O1 Pro can help identify: - Common capability gaps across clusters - Potential solutions for each gap - Implementation complexity estimates - Dependencies between capabilities
The "Make AI Better" Reframing
Here's what I want to stick in your mind: Next time someone says "make the AI better," don't accept that framing. Instead, reframe it:
- Which specific segment of queries needs improvement?
- By how much do we need to improve it? (target metrics)
- What experiments will achieve this improvement?
- What's the expected ROI of this work?
For example, instead of "make the AI better," you might discover: "Scheduling queries (8% of volume, 25% satisfaction) need improvement. We'll add datetime filtering to reach 70% satisfaction, reducing support tickets by 15%."
This transforms vague requests into actionable projects with measurable outcomes. Your manager can't argue with data showing which specific improvements will drive business value.

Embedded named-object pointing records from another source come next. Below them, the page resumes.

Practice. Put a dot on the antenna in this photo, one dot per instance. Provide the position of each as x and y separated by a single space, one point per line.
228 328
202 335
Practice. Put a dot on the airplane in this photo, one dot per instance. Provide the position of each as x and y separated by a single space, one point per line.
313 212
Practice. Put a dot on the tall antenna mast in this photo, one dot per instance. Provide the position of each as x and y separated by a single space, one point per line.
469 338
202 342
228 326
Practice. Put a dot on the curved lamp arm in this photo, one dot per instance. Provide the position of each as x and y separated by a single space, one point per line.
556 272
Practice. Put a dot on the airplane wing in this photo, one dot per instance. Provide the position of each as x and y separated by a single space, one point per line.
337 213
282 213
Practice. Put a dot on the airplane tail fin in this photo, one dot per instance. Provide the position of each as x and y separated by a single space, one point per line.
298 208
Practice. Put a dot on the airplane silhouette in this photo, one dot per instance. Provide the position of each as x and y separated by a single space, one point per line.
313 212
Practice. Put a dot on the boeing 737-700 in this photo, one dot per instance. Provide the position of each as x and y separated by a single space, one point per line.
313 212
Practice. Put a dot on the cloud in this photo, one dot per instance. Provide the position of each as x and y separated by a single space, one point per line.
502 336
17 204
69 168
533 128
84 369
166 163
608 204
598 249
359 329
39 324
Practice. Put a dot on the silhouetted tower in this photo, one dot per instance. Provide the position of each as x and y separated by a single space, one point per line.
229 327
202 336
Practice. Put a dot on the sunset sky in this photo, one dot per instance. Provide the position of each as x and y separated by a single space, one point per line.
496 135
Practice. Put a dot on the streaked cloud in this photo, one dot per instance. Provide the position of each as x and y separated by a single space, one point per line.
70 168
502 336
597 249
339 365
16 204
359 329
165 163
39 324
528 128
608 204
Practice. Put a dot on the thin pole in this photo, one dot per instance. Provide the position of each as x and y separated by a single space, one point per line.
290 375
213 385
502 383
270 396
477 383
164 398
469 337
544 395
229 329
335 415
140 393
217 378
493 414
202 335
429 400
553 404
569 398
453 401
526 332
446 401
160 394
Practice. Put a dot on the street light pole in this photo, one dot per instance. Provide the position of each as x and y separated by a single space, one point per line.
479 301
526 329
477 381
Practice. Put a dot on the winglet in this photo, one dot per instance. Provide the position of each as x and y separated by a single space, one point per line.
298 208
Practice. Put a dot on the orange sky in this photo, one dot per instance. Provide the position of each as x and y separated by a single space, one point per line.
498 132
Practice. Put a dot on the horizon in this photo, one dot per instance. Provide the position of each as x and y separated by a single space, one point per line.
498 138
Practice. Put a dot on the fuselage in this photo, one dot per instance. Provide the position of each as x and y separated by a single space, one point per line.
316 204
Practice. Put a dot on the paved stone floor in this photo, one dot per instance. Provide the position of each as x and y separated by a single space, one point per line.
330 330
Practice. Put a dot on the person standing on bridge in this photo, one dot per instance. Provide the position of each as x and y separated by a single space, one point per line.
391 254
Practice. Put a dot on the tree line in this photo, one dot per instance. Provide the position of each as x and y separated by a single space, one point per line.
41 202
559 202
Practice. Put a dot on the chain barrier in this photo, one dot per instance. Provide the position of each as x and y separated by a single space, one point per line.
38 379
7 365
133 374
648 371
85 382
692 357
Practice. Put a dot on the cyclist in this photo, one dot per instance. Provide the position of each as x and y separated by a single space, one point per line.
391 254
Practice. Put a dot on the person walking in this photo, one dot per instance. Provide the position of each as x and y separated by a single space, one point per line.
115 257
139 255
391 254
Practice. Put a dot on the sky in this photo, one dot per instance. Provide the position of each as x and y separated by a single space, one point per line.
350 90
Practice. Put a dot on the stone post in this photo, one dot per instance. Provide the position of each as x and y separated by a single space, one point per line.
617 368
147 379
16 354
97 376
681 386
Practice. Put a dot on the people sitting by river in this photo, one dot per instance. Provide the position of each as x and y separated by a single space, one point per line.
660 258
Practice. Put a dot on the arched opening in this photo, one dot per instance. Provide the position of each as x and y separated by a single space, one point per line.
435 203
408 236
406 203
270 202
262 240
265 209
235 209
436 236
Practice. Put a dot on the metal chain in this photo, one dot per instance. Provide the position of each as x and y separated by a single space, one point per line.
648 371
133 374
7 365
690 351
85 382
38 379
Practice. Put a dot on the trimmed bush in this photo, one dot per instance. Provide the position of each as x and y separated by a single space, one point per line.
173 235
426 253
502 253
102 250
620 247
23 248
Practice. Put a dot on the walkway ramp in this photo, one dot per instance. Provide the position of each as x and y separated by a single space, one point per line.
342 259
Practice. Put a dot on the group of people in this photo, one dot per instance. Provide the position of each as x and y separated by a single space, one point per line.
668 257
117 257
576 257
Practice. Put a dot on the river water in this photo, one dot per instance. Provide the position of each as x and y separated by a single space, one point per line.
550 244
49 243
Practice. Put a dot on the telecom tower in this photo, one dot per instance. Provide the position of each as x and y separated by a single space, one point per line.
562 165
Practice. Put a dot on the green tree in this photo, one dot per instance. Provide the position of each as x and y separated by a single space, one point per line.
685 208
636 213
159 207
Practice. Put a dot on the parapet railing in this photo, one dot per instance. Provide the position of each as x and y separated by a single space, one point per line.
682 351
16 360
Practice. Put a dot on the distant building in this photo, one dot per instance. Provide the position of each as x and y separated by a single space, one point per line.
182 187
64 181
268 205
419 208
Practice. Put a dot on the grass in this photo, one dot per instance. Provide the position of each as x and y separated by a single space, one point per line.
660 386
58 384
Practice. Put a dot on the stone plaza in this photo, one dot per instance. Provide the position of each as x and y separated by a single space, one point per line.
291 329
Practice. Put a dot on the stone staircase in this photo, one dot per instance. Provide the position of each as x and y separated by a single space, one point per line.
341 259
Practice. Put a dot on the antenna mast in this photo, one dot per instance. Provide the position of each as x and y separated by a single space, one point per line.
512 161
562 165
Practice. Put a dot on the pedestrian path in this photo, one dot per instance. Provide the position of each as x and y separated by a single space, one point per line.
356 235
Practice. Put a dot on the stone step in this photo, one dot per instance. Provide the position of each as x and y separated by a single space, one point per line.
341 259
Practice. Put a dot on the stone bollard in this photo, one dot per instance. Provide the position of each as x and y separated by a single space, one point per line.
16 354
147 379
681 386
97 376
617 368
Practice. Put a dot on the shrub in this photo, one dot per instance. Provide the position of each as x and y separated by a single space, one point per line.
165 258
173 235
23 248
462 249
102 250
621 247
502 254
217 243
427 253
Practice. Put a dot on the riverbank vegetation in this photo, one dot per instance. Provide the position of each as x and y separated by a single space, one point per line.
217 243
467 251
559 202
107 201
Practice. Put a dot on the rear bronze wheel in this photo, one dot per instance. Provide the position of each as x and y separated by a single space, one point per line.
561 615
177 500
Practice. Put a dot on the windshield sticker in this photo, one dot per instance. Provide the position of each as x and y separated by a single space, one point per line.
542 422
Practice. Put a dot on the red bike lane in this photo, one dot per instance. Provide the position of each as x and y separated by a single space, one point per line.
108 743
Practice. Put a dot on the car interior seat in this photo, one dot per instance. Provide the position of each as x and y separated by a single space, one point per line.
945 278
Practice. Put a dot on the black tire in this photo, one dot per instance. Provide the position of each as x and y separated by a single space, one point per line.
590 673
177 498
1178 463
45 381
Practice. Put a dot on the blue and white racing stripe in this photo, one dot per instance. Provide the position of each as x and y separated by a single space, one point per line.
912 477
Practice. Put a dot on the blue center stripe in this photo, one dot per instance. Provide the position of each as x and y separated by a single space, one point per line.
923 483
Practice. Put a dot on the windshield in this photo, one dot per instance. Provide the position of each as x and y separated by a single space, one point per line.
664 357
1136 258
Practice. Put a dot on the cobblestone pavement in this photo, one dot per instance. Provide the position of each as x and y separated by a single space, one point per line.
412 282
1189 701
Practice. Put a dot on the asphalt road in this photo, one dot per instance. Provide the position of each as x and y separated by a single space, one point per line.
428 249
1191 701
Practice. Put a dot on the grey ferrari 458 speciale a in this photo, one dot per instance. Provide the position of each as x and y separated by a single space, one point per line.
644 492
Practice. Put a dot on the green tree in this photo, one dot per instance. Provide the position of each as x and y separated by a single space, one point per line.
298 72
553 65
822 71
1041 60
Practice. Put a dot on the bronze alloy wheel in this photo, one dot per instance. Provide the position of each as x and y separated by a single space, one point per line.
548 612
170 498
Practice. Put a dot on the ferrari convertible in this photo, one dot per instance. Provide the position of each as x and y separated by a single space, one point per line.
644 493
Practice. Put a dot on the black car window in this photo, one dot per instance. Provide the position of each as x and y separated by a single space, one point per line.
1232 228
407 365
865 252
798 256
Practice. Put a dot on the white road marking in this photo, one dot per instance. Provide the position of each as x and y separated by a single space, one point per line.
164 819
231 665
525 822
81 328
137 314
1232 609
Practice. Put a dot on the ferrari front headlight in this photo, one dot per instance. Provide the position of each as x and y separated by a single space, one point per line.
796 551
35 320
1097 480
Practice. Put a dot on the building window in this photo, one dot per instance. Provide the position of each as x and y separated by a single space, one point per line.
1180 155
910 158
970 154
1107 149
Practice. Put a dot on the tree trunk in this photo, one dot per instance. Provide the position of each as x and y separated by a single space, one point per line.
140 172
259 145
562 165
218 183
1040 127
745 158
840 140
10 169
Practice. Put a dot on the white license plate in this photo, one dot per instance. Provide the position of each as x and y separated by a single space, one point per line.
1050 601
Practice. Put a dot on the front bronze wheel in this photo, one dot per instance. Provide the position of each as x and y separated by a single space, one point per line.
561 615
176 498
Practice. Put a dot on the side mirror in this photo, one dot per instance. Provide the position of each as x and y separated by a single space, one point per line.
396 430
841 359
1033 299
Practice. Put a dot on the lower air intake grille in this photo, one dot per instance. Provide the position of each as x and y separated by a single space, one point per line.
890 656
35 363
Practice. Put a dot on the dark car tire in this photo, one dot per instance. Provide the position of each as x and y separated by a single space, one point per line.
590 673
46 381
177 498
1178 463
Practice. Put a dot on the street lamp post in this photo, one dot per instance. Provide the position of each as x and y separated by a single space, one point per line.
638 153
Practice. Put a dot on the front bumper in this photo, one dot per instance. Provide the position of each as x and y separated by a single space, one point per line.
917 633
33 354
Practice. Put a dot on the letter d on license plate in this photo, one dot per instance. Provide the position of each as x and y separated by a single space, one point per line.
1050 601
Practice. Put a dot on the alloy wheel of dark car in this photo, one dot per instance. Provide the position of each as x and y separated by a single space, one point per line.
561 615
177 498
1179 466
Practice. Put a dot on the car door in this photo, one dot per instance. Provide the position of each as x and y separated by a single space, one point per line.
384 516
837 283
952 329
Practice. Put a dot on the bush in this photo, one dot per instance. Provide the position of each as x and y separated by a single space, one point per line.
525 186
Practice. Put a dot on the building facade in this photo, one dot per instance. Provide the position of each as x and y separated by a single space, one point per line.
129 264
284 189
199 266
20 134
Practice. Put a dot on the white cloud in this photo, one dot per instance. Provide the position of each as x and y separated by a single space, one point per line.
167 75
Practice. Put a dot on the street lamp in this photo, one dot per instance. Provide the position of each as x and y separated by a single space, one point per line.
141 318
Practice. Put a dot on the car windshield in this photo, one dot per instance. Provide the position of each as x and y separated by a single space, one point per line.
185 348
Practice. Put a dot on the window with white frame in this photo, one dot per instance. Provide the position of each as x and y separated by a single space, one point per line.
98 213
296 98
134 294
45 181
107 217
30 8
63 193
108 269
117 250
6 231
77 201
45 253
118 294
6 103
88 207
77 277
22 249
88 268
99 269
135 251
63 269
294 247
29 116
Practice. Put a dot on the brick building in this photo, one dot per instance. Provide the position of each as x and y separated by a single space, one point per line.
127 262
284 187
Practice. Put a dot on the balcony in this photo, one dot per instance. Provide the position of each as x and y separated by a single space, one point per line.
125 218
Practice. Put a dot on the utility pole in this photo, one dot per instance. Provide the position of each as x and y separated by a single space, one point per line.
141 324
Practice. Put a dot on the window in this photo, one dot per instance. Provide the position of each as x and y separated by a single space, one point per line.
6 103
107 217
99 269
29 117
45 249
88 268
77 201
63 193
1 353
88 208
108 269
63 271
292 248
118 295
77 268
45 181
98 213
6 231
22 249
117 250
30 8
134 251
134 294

Integration with the Broader System
Your prioritization feeds into:
- Chapter 5: Building specialized retrievers for high-priority segments
- Chapter 6: Routing strategies for different capability types
- Chapter 3: Updating feedback collection based on learnings
Practical Exercises
Exercise 1: Classify Your Issues
Take your top 10 underperforming segments and classify them:
For each underperforming segment: 1. Sample 20 queries 2. Check inventory indicators (low similarity, no results) 3. Check capability indicators (can't filter, can't compare) 4. Classify as inventory, capability, or both 5. Use classification to guide solution approach
Exercise 2: Build Your First Roadmap
Create a 4-week improvement plan:
Your First 4-Week Roadmap:
Week 1: Analysis - Cluster queries into segments - Analyze satisfaction by segment - Classify issues (inventory vs capability) - Identify quick wins
Week 2: Quick Wins - Add missing documentation - Update outdated content - Fix broken data pipelines - Measure impact
Week 3-4: First Capability - Choose highest-impact capability - Design solution - Implement and test - Deploy and monitor
This gets you from analysis to impact in one month.
Key Takeaways
- Distinguish inventory from capability issues - They require different solutions
- Use the Expected Value formula - Impact × Volume × Success guides prioritization
- Balance your portfolio - Mix quick wins with strategic improvements
- Track user adaptation - Behavior changes as you improve
- Start simple - The easiest solution that works is usually best
- Measure everything - Define success metrics before implementing
Next Steps
With your prioritized roadmap in hand, you're ready to build specialized solutions. Chapter 5 shows how to create targeted retrievers for your high-priority segments, while Chapter 6 explains how to route queries to the right solution.
Remember: The goal isn't to fix everything at once. It's to systematically improve the segments that matter most to your users and your business.